[infinispan-dev] Read Committed Distributed Cache Concerns
Mircea Markus
mmarkus at redhat.com
Sun Sep 22 11:28:07 EDT 2013
> On 22 Sep 2013, at 13:57, Sanne Grinovero <sanne at infinispan.org> wrote:
>
>> On 22 September 2013 13:22, Mircea Markus <mmarkus at redhat.com> wrote:
>>
>>>> On 21 Sep 2013, at 23:07, Sanne Grinovero <sanne at infinispan.org> wrote:
>>>>
>>>> On 19 September 2013 18:29, Mircea Markus <mmarkus at redhat.com> wrote:
>>>> (Adding Jonathan who knows a thing or two about transactions.)
>>>>
>>>> Given that READ_COMMITTED (RC) is less performant than REPEATABLE_READ (RR)

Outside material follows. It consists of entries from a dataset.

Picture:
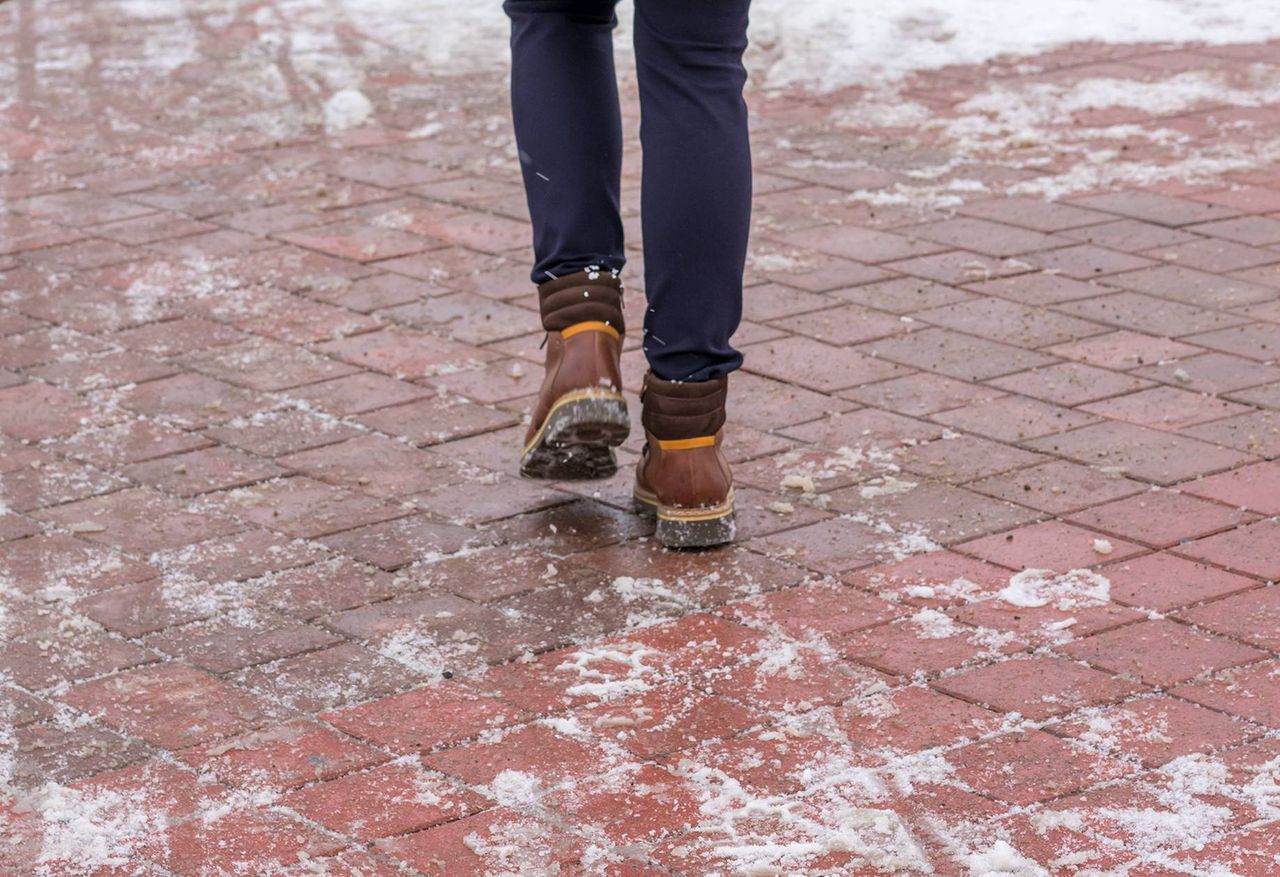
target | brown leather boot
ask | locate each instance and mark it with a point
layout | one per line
(580, 415)
(682, 475)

>>>> I don't see any value in keeping RC around. I don't think users rely on
>>>> exact RC semantics (i.e. if an entry has been committed then an ongoing
>>>> tx requires the most up 2 date value between reads) - that actually
>>>> is not the case with DIST caches as you've mentioned.
>>>
>>> I don't think you can generalize from the specific example William
>>> made;
>>
>> William was reffering to the general case.
>>
>>> there will still be cases in which READ_COMMITTED will be more
>>> efficient than REPEATABLE_READ,
>>
>> Looking at the implementation, (also as described by William) RC is't faster than RR in the general case. Curious why you think it would be though.
>
> William is describing a potential "fix" for the semantics which would
> make it slower than RR, we're arguing that this "fix" is not desired.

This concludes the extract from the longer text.